2\pi \sqrt{\frac{l}{\sqrt{2}g}}

Answer 2

The problem describes a bob tied by two light strings of length $l$ each, fixed at points A and B on a horizontal rod. In equilibrium, the strings make an angle of $45^\circ$ with the rod. The bob is then slightly displaced normal to the plane of the strings and released. We need to find the period of the resulting small oscillation.

1. Equilibrium Analysis: In equilibrium, the bob is at a depth $h = l \sin 45^\circ = l/\sqrt{2}$ below the rod. The horizontal distance from the center of the rod to each string's attachment point is $d = l \cos 45^\circ = l/\sqrt{2}$. The vertical components of tension balance the weight: $2T \cos 45^\circ = mg$, so $T = \frac{mg\sqrt{2}}{2}$.

2. Displacement and Restoring Force: When the bob is displaced by a small distance $z$ normal to the plane of the strings (along the z-axis), its new position is $(0, y, z)$. Since the strings are inextensible, the distance from each fixed point (e.g., A at $(-d, 0, 0)$) to the bob must be $l$.

   So, $(-d-0)^2 + (0-y)^2 + (0-z)^2 = l^2$ $d^2 + y^2 + z^2 = l^2$ $(l/\sqrt{2})^2 + y^2 + z^2 = l^2$ $l^2/2 + y^2 + z^2 = l^2 \implies y^2 + z^2 = l^2/2$.

   For small $z$, the vertical position $y = -\sqrt{l^2/2 - z^2} \approx -(l/\sqrt{2})(1 - z^2/l^2)$.

   The forces acting on the bob are its weight $mg$ downwards and the tension $T$ in each string. Due to symmetry, the tension in both strings is equal.

   The restoring force in the z-direction is $F_z = -2T \sin\theta_z$, where $\theta_z$ is the angle the string makes with the y-z plane. More precisely, it's the component of tension in the z-direction.

   The z-component of force from each string is $T \frac{-z}{l}$.

   So, the net restoring force is $F_z = -2T \frac{z}{l}$.

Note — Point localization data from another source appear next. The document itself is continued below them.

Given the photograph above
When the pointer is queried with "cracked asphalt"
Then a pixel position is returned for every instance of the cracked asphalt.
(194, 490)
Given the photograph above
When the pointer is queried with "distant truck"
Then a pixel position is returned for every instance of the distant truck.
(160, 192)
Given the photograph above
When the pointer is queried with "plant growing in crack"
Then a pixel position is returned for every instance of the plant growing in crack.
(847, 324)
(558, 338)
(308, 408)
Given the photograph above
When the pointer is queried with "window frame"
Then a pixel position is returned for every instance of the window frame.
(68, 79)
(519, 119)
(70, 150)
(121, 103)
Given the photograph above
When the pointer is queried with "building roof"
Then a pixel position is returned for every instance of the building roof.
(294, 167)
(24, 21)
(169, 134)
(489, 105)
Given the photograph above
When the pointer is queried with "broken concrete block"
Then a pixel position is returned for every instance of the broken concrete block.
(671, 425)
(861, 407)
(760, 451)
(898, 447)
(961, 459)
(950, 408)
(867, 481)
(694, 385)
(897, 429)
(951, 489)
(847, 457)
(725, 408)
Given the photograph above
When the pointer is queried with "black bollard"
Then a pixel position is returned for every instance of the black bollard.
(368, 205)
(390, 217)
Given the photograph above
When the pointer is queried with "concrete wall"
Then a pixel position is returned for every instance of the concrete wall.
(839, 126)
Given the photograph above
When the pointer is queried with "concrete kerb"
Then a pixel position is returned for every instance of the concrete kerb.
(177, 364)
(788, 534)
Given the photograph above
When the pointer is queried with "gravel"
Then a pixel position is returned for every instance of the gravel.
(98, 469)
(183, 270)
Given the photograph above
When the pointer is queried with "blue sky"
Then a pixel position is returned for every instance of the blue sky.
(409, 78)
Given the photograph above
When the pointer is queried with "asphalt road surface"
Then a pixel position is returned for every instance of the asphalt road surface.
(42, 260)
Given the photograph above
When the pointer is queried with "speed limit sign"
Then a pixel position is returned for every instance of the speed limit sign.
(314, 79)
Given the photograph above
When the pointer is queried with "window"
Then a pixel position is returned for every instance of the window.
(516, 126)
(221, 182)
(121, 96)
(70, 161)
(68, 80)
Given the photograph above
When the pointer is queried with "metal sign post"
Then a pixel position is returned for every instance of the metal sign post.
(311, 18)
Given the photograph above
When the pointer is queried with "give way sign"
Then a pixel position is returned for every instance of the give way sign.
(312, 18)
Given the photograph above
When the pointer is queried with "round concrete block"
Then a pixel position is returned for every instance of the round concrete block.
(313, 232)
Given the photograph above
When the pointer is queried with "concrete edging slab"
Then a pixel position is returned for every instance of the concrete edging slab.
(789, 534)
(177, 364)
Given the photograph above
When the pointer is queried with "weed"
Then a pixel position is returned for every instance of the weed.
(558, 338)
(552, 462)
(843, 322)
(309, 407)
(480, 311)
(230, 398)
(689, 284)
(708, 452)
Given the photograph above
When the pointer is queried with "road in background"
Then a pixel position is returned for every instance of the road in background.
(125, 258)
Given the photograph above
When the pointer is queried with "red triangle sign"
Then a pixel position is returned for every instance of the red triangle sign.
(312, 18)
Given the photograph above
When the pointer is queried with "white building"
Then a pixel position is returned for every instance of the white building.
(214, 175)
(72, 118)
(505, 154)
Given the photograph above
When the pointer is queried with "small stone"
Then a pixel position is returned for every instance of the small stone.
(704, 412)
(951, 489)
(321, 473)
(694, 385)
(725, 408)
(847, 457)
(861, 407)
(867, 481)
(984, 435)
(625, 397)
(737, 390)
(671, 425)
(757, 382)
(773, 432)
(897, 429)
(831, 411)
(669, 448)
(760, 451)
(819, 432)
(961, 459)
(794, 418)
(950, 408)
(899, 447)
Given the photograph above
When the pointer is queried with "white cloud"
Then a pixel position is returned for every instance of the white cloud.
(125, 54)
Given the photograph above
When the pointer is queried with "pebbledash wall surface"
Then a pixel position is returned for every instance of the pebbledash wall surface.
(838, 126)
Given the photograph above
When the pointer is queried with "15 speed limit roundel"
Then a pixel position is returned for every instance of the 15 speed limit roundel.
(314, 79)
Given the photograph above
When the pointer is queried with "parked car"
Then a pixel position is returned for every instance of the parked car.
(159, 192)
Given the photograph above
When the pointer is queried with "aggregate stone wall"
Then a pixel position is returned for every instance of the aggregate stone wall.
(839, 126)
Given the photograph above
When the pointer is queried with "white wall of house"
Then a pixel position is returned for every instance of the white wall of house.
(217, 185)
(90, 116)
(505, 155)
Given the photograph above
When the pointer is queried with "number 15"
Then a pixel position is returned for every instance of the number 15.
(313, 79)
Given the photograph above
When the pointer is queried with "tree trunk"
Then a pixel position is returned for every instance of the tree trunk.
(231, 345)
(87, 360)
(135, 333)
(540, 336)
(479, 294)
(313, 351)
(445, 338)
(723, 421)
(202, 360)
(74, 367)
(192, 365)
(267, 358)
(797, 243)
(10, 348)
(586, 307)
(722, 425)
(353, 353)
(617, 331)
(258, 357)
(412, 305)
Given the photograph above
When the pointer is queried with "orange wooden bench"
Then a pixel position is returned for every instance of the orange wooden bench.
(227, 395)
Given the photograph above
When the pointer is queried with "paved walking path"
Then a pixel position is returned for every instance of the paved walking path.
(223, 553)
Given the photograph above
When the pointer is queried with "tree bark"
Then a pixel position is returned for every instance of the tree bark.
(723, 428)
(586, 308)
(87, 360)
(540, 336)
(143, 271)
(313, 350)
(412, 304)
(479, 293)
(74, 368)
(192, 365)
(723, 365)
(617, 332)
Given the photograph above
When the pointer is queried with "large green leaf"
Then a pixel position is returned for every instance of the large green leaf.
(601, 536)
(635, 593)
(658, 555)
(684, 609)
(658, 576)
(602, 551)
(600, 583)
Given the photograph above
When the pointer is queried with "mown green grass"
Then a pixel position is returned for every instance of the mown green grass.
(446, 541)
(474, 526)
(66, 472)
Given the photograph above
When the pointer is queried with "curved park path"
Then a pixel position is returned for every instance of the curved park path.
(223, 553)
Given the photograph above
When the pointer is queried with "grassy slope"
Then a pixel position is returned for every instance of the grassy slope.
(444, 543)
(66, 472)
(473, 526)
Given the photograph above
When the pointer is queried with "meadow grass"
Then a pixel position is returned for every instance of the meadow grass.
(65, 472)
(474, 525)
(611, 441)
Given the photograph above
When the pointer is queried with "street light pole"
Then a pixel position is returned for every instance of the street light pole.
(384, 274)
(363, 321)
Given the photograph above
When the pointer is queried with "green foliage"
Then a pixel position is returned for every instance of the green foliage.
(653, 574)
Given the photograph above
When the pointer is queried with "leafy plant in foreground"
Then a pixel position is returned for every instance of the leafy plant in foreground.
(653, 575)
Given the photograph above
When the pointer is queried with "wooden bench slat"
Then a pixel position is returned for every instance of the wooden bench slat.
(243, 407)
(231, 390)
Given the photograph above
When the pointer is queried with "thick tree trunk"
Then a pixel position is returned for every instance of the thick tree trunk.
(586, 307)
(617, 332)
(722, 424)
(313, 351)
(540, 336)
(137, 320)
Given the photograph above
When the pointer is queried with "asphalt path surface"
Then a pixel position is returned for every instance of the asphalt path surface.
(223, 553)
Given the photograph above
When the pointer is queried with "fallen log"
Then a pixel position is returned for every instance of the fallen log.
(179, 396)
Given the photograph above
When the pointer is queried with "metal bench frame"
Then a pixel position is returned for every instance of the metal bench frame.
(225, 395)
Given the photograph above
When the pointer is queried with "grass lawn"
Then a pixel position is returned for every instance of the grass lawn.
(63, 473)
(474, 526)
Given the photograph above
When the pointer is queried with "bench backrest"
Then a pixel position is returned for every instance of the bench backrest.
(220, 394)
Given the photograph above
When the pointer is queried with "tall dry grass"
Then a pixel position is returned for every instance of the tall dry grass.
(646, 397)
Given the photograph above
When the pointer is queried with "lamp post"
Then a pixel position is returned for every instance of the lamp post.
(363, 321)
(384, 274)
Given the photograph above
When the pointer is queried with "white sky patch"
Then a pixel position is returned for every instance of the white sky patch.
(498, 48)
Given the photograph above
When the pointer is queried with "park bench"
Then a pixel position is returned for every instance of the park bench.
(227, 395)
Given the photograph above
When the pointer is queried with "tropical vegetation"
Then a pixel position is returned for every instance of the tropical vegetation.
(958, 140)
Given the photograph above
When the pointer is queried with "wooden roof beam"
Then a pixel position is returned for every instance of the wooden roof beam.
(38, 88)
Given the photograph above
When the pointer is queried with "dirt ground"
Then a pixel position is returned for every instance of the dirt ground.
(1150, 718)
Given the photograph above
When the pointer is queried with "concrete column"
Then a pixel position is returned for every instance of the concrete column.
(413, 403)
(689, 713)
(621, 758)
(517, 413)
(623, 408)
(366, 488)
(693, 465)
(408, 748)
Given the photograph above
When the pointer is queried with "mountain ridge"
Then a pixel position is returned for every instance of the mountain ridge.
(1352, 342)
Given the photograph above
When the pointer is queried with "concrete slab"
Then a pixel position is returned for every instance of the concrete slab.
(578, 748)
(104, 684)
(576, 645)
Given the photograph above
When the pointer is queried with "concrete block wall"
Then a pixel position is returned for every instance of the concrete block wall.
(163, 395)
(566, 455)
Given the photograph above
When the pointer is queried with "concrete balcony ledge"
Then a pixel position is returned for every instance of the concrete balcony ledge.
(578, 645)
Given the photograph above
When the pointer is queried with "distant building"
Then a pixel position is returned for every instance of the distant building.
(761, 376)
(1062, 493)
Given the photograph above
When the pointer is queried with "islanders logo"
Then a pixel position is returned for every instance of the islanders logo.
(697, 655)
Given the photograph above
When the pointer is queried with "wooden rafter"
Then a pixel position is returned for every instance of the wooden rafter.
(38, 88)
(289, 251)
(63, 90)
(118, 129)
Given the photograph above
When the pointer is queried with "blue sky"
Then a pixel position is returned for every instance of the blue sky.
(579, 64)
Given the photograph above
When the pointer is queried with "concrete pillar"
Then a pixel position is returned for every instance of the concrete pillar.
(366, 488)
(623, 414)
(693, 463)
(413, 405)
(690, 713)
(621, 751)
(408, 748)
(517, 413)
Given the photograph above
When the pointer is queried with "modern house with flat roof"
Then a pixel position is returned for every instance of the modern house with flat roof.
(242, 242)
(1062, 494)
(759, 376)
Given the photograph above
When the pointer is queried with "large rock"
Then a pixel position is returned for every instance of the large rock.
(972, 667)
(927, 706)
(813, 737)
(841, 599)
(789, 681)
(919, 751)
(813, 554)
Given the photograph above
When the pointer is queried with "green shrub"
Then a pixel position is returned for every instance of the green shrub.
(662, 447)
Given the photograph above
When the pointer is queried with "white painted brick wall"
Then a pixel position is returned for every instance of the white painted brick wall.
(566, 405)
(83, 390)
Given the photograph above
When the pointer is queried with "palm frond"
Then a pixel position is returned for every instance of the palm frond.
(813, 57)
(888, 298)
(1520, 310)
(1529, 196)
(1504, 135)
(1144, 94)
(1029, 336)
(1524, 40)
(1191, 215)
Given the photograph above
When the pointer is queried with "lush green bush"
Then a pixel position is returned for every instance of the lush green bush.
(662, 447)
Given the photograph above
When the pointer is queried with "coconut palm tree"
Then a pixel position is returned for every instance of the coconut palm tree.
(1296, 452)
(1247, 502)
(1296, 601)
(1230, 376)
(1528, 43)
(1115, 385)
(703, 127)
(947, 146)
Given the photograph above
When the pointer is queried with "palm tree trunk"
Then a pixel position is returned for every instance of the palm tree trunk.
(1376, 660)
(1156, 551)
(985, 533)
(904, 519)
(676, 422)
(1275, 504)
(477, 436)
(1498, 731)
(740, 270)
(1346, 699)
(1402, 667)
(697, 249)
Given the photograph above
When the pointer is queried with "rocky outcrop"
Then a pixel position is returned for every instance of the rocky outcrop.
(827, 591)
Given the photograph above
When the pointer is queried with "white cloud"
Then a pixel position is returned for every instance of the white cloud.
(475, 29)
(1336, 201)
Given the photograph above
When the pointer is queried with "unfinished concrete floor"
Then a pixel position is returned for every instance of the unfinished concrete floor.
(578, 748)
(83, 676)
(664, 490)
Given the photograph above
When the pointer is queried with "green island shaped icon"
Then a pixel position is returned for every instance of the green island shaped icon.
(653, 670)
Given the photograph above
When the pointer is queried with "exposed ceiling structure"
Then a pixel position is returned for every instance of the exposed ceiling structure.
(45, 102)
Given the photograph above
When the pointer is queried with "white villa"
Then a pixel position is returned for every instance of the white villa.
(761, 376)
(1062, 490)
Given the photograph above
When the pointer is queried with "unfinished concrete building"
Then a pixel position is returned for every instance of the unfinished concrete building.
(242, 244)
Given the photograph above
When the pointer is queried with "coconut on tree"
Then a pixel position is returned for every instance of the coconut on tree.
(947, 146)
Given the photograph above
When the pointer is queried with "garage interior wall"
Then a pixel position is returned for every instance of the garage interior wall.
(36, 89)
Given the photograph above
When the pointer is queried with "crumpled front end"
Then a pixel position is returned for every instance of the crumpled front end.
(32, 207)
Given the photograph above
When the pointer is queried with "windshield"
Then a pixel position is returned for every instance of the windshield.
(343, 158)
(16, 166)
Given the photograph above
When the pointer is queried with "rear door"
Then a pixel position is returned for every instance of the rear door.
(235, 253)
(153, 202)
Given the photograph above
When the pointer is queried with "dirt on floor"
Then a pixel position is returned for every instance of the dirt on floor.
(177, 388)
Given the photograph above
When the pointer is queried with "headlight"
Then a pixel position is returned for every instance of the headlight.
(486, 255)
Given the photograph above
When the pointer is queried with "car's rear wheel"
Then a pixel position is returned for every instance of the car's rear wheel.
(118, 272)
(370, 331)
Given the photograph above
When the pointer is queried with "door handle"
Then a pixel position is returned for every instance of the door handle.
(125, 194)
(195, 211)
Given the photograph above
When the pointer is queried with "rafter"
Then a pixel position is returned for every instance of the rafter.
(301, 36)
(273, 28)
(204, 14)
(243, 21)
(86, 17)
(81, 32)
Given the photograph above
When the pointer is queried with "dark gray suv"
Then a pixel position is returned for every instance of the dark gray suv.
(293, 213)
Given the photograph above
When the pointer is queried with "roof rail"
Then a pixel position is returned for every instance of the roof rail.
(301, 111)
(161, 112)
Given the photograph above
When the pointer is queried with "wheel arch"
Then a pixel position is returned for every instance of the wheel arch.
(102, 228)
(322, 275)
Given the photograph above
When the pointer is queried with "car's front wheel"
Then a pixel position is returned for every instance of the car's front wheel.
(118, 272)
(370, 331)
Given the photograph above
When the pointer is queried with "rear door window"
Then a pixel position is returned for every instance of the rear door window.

   In the y-direction, for small oscillations, the bob is nearly in equilibrium, so $2T \frac{-y}{l} - mg = 0 \implies T = \frac{mg l}{2|y|}$.

   Substitute $|y| = \sqrt{l^2/2 - z^2}$: $T = \frac{mg l}{2\sqrt{l^2/2 - z^2}}$.

   Now substitute $T$ into the expression for $F_z$: $F_z = -2 \left( \frac{mg l}{2\sqrt{l^2/2 - z^2}} \right) \frac{z}{l} = -\frac{mg z}{\sqrt{l^2/2 - z^2}}$.

   For small oscillations, $z \ll l/\sqrt{2}$, so $\sqrt{l^2/2 - z^2} \approx \sqrt{l^2/2} = l/\sqrt{2}$.

   Thus, $F_z \approx -\frac{mg z}{l/\sqrt{2}} = -\frac{mg\sqrt{2}}{l} z$.

3. Period of Oscillation: The equation of motion is $m \frac{d^2z}{dt^2} = -\left(\frac{mg\sqrt{2}}{l}\right)z$.

   This is a simple harmonic motion equation $m \frac{d^2z}{dt^2} = -kz$, where $k = \frac{mg\sqrt{2}}{l}$.

   The angular frequency is $\omega = \sqrt{\frac{k}{m}} = \sqrt{\frac{mg\sqrt{2}/l}{m}} = \sqrt{\frac{g\sqrt{2}}{l}}$.

   The period of oscillation is $P = \frac{2\pi}{\omega} = 2\pi \sqrt{\frac{l}{g\sqrt{2}}}$.

   This can be rationalized as $P = 2\pi \sqrt{\frac{l\sqrt{2}}{g\sqrt{2}\sqrt{2}}} = 2\pi \sqrt{\frac{\sqrt{2}l}{2g}}$.

   Comparing with the given options, $2\pi \sqrt{\frac{l}{\sqrt{2}g}}$ matches option (4).